Sri Lanka down 12 notches on corruption index

Jan 25, 2017 (LBO) – Sri Lanka has fallen 12 places to 95th in the Corruption Perception Index (CPI) 2016, when compared with 2015, a report released by Transparency International said.

The global movement against corruption ranks countries according to the perceived level of public sector corruption. The ranking is based on a scoring system that ranges between 0 (public sector perceived as highly corrupt) to 100 (public sector perceived as very clean).

Sri Lanka was ranked at 95 with a score of 35 out of 176 countries and Maldives shares the slot with the island nation. In 2015 Sri Lanka was ranked better at 83 among 168 countries.

2016 marks an alarming trend where more countries declined rather than improved in the overall performance.

European nations were among the highest ranked on the Corruption Perceptions Index, occupying four out of the top five slots. Denmark and New Zealand were tied in first place as the world’s cleanest countries, followed by Finland, Sweden and Switzerland.

The island city-state of Singapore was the only Asian state to make the top ten of least corrupt countries.

The Corruption Perceptions Index aggregates data from a number of different sources such as the business community and country experts on the level of corruption in the public sector.

CPI 2016 is calculated using 13 different data sources from 12 different institutions that capture perceptions of corruption within the past two years.

Globally, the data reveals that a staggering 69 percent of the 176 countries scored below 50 in the 2016 CPI, indicating high levels of perceived public sector corruption prevalent throughout the world.

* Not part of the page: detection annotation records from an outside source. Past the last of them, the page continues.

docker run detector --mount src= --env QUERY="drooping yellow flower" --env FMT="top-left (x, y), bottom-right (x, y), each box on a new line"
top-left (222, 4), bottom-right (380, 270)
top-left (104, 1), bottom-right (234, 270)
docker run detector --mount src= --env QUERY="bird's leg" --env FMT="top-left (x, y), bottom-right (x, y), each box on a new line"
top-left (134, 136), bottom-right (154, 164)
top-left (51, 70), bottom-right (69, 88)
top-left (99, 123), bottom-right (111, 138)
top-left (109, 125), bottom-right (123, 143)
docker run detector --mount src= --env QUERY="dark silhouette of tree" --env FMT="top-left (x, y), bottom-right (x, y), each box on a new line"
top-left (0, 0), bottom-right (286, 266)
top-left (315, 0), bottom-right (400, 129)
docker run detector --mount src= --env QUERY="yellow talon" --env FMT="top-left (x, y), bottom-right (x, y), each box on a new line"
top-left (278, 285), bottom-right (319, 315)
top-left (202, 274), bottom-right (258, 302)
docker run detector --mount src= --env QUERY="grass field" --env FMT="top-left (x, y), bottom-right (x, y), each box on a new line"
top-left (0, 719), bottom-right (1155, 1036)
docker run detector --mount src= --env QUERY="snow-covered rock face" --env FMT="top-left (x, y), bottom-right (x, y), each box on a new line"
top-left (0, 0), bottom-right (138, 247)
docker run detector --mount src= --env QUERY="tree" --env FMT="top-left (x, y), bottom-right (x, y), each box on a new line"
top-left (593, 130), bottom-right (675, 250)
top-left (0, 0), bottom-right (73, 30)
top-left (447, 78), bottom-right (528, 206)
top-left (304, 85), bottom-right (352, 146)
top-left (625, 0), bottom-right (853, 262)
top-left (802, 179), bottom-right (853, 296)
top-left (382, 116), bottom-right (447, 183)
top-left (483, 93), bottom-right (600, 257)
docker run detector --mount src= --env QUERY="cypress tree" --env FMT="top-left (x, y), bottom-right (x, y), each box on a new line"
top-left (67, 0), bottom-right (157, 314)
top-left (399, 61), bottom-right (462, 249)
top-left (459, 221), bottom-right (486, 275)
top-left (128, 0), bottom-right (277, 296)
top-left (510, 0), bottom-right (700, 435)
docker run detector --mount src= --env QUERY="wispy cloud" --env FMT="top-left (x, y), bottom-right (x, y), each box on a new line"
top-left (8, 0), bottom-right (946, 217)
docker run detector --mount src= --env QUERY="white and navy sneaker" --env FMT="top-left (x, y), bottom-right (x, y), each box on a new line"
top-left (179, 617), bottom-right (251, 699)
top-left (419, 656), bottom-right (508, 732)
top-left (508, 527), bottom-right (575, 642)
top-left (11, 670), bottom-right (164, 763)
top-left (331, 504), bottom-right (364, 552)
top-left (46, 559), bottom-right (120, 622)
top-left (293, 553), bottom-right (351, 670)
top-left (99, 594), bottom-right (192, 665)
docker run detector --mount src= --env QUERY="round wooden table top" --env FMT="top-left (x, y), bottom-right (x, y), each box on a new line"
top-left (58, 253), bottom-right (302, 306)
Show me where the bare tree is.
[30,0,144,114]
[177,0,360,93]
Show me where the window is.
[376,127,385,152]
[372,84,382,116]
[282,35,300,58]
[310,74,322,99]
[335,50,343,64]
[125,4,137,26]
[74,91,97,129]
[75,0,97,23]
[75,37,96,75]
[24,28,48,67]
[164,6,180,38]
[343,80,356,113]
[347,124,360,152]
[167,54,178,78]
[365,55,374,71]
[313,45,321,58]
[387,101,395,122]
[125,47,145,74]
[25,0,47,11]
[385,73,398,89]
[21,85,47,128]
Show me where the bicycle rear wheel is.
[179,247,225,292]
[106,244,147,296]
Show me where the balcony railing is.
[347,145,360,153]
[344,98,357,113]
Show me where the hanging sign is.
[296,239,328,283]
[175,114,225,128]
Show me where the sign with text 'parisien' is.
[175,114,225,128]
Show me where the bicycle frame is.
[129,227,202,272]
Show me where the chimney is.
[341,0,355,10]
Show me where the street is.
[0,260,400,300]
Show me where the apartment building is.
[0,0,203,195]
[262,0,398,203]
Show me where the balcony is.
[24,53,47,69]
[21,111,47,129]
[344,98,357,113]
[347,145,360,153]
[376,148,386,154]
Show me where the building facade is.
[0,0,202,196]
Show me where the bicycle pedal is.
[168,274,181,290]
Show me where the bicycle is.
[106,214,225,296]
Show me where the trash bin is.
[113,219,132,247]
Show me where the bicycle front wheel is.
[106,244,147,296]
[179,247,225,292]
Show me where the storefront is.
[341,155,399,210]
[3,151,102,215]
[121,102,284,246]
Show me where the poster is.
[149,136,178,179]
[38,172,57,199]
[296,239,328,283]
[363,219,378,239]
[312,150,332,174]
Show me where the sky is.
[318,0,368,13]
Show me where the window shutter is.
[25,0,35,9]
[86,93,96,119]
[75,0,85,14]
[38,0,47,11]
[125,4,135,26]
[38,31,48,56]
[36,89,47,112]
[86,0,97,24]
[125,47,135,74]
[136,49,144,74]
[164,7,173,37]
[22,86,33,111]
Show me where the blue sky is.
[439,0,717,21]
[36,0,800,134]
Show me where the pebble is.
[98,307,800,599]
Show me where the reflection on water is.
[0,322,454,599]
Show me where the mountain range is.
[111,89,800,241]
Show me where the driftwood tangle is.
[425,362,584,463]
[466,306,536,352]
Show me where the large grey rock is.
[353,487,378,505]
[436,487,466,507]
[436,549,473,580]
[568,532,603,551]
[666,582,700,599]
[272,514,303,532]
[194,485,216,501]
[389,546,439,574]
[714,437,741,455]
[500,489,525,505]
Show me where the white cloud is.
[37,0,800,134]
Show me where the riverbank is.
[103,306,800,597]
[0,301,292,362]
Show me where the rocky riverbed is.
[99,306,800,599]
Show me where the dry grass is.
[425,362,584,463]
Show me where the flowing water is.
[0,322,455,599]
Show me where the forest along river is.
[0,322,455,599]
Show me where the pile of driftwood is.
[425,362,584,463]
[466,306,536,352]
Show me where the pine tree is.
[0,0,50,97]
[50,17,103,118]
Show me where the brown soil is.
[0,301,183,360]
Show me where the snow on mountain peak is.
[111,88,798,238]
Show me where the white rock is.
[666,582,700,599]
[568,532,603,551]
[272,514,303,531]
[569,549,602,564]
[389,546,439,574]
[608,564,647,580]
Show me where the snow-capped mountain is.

Somalia, South Sudan, North Korea and Syria are perceived to be the most corrupt countries in the world, according to the recently released report. Somalia has held the undesirable title as the world’s most corrupt country for the past ten years, with a score of 10 on the Corruption Perceptions Index 2016.

Second from the bottom is South Sudan, a relatively new country which only gained its independence from Sudan six years ago, with a score of 11. The third most corrupt country is North Korea, followed by Syria, a war-torn country which is presently seeing a massive outflow of refugees.